In orthodontics there is a clear difference between specialists who have done three years training then work in practice, compared with hospital consultants who have done another two years post-certificate of completion of specialty training (CCST) training.


Lots of contracts have been awarded to deliver specialist orthodontics in primary care in recent years. See the dentists with special interests page for more details about orthodontics in primary care.


The career pathway to the orthodontic specialty encourages exposure to clinical environments outside the realms of the average dental practice. Although the career pathway is long and there is the inevitable requirement to fulfil criteria for entry to the Membership of Orthodontics (MOrth) programme, there is a wealth of experience to be gained in the various disciplines of dentistry. This will serve you well throughout your career, regardless of your eventual career choice. In addition, it will provide you with a window into the world of these other specialties that may even lure you away from your chosen field or open up new possibilities.

Research shows that poor appearance of teeth (goofy smiles and crooked teeth, for example) is one of the top three causes of bullying at school. Adults also suffer insecurities that an imperfect smile can create: lack of confidence and poor self-esteem.

The impact that straight teeth have on people cannot be underestimated. So much of our confidence and self-esteem is linked to the way that we look, how we perceive ourselves and how others perceive us. It is a pleasure to see a patient’s eyes light up when they see themselves brace-free for the first time with their new smile. And the creation of this smile with minimal invasive treatment is aligned with our beliefs to maintain and save natural tooth tissue wherever possible.

There are challenges with NHS orthodontic treatment. Funding is more and more limited with restrictions on eligibility and we are not yet at a stage where parents see the cost of orthodontic treatment as a necessary expense for children – unlike in North America.

However, it's becoming increasingly more common for people to seek cosmetic dental treatment, including child and adult orthodontics.
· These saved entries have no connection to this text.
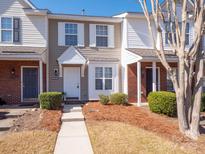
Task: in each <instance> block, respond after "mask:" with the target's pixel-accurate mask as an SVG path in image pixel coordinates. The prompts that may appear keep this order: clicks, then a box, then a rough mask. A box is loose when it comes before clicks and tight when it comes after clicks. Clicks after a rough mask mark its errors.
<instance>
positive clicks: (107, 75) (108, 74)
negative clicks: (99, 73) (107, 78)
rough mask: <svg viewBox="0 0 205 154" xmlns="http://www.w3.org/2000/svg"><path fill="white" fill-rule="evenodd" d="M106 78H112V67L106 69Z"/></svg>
mask: <svg viewBox="0 0 205 154" xmlns="http://www.w3.org/2000/svg"><path fill="white" fill-rule="evenodd" d="M105 78H112V67H106V68H105Z"/></svg>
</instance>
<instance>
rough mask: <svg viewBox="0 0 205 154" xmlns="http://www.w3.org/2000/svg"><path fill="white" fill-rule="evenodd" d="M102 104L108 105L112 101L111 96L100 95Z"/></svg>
mask: <svg viewBox="0 0 205 154" xmlns="http://www.w3.org/2000/svg"><path fill="white" fill-rule="evenodd" d="M99 98H100V103H101V104H103V105H107V104H108V103H109V101H110V99H109V96H105V95H99Z"/></svg>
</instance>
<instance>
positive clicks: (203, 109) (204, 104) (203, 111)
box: [201, 93, 205, 112]
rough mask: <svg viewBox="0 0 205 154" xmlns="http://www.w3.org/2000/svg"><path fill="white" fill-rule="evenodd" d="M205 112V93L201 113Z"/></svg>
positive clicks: (203, 94)
mask: <svg viewBox="0 0 205 154" xmlns="http://www.w3.org/2000/svg"><path fill="white" fill-rule="evenodd" d="M204 111H205V93H203V94H202V97H201V112H204Z"/></svg>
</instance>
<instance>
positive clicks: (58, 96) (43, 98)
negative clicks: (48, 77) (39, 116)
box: [39, 92, 63, 110]
mask: <svg viewBox="0 0 205 154" xmlns="http://www.w3.org/2000/svg"><path fill="white" fill-rule="evenodd" d="M62 98H63V95H62V93H61V92H46V93H42V94H40V95H39V100H40V106H41V108H42V109H48V110H57V109H60V108H61V103H62V101H63V99H62Z"/></svg>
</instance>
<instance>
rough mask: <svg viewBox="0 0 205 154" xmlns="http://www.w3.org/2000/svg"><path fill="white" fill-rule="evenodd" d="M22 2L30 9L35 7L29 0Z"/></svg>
mask: <svg viewBox="0 0 205 154" xmlns="http://www.w3.org/2000/svg"><path fill="white" fill-rule="evenodd" d="M24 2H25V3H27V4H28V5H29V6H30V7H31V8H32V9H36V7H35V6H34V5H33V4H32V3H31V2H30V1H29V0H24Z"/></svg>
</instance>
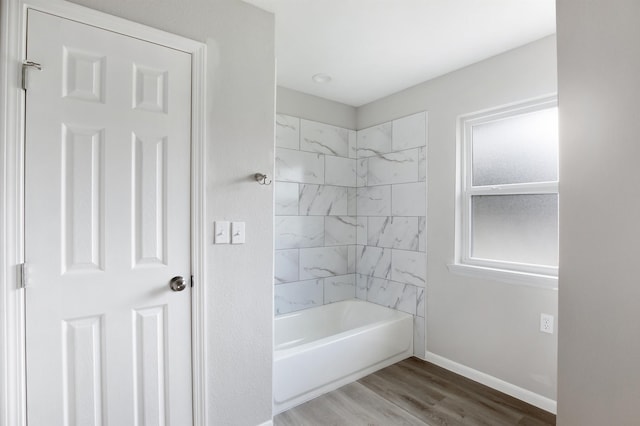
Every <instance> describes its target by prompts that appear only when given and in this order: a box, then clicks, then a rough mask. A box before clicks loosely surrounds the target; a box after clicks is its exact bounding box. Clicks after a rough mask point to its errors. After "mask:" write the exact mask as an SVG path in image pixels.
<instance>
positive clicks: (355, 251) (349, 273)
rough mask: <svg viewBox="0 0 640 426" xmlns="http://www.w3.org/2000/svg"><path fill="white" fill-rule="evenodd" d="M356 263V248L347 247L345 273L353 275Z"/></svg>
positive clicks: (356, 259) (354, 246) (355, 270)
mask: <svg viewBox="0 0 640 426" xmlns="http://www.w3.org/2000/svg"><path fill="white" fill-rule="evenodd" d="M356 263H357V255H356V246H355V245H350V246H349V247H347V273H349V274H353V273H355V272H356Z"/></svg>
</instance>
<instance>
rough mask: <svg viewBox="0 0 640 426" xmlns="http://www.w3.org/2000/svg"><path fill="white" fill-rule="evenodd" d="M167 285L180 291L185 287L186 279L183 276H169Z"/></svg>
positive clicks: (185, 283) (171, 288)
mask: <svg viewBox="0 0 640 426" xmlns="http://www.w3.org/2000/svg"><path fill="white" fill-rule="evenodd" d="M169 287H171V290H173V291H182V290H184V289H185V288H186V287H187V281H186V280H185V279H184V277H180V276H177V277H173V278H171V281H169Z"/></svg>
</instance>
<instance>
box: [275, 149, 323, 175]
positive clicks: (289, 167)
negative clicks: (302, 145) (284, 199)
mask: <svg viewBox="0 0 640 426" xmlns="http://www.w3.org/2000/svg"><path fill="white" fill-rule="evenodd" d="M275 168H276V172H275V178H276V180H278V181H285V182H300V183H315V184H322V183H324V155H322V154H314V153H311V152H302V151H296V150H292V149H285V148H276V167H275Z"/></svg>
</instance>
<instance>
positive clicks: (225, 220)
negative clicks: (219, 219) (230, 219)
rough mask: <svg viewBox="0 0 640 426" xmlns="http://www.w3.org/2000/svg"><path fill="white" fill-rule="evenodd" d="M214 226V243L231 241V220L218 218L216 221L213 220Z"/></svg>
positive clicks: (216, 243)
mask: <svg viewBox="0 0 640 426" xmlns="http://www.w3.org/2000/svg"><path fill="white" fill-rule="evenodd" d="M213 225H214V226H213V228H214V237H213V243H214V244H229V243H230V242H231V239H230V234H229V231H230V228H231V226H230V223H229V221H226V220H218V221H216V222H213Z"/></svg>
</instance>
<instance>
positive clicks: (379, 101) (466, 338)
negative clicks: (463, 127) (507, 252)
mask: <svg viewBox="0 0 640 426" xmlns="http://www.w3.org/2000/svg"><path fill="white" fill-rule="evenodd" d="M556 87H557V79H556V49H555V37H554V36H550V37H547V38H544V39H542V40H539V41H537V42H534V43H531V44H529V45H526V46H524V47H521V48H518V49H515V50H512V51H510V52H507V53H504V54H502V55H499V56H496V57H493V58H490V59H487V60H485V61H482V62H479V63H477V64H474V65H471V66H469V67H466V68H463V69H461V70H458V71H455V72H453V73H450V74H448V75H445V76H443V77H440V78H437V79H434V80H431V81H428V82H425V83H422V84H420V85H417V86H414V87H412V88H410V89H407V90H404V91H402V92H399V93H396V94H394V95H391V96H389V97H386V98H383V99H381V100H378V101H376V102H373V103H371V104H368V105H364V106H362V107H360V108H358V129H362V128H366V127H369V126H372V125H374V124H379V123H382V122H385V121H389V120H392V119H395V118H399V117H403V116H406V115H409V114H412V113H415V112H418V111H424V110H427V111H428V112H429V134H428V146H427V194H428V199H427V223H428V226H427V241H428V244H427V296H426V298H427V331H426V338H427V351H428V352H430V353H431V354H436V355H438V356H440V357H444V358H446V359H448V360H451V361H454V362H456V363H459V364H462V365H464V366H467V367H470V368H473V369H475V370H478V371H480V372H483V373H486V374H489V375H491V376H494V377H496V378H499V379H502V380H504V381H506V382H508V383H511V384H513V385H516V386H518V387H521V388H524V389H526V390H529V391H531V392H534V393H536V394H539V395H542V396H544V397H546V398H549V399H551V400H555V399H556V351H557V339H556V335H548V334H543V333H540V332H539V331H538V329H539V319H540V313H542V312H545V313H550V314H553V315H557V296H558V295H557V291H555V290H549V289H542V288H536V287H527V286H518V285H514V284H506V283H502V282H496V281H490V280H481V279H473V278H469V277H463V276H459V275H454V274H451V273H450V272H449V271H448V269H447V264H449V263H451V262H452V261H453V258H454V225H455V223H454V220H455V214H454V206H455V185H456V118H457V117H458V116H459V115H460V114H464V113H469V112H474V111H478V110H482V109H486V108H491V107H495V106H500V105H505V104H508V103H513V102H518V101H522V100H525V99H528V98H532V97H538V96H541V95H545V94H551V93H554V92H555V91H556ZM639 217H640V216H639ZM427 358H429V354H428V355H427Z"/></svg>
This gives you the chance to provide orthodontics in conjunction with restorative colleagues: such as for space redistribution with implants or for up-righting teeth in preparation for a bridge placement. Private orthodontics is one of the fastest growing fields in UK dentistry.

Orthodontics as a career provides excellent job satisfaction where you are treating people who come out of personal choice, not necessity, and truly appreciate and value your clinical time and efforts.